When your nodes are under Openstack or EC2, this is simple. They both have the concept of user-defined metadata as key-value pairs. I simple add a role pair:

nova meta <instance-id> set role=loadbalancer

You can also set this when you create the instance.

nova boot --meta role=loadbalancer --<other-settings> <hostname>

Now we just need the fact to look it up.

require 'net/http'
require 'json'
require 'uri'

module RoleModule
  def self.add_facts
    Facter.add("role") do
      productname = Facter.value(:productname)
      case productname
      when 'OpenStack Nova'
        setcode do
          url= "http://169.254.169.254/openstack/latest/meta_data.json"
          uri = URI.parse(url)
          http = Net::HTTP.new(uri.host,uri.port)
          response = http.get(uri.path)
          JSON.parse(response.body)['meta']['role']
        end
      when 'ProLiant MicroServer'
        setcode do
          'lab-compute'
        end
      end
    end
  end
end
RoleModule.add_facts

What is happening here? First it checks the productname fact so it can work out what to do. If that is OpenStack Nova then it knows that is needs to look in the Openstack Metadata service (http://169.254.169.254/openstack/latest/meta_data.json).

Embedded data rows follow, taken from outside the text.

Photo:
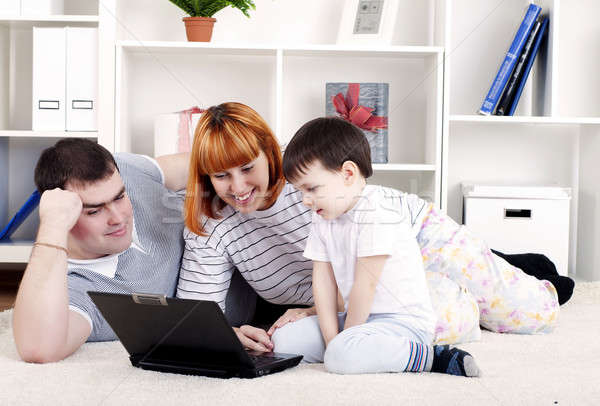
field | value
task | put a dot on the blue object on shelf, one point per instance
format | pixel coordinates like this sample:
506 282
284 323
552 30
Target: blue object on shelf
506 68
22 214
528 65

Our key/value pair is returned as part of that JSON data and is pushed in to the role fact.

Likewise, if the productname is an HP Microserver, it will always be a lab compute node (in my case).

Physical machines otherwise fall down here. There is no way to dynamically modify their role, but I have a couple of solutions:

  • Part of the kickstart file for provisioning the node could populate a configuration file (/etc/role.conf). If the virtual fact contains physical the role fact goes and looks it up from there.
  • A seperate node classification service that returns a role based on the contents of various facts that are passed via the custom fact code.

The important part with both of these is the classification is totally seperate from my Puppet code.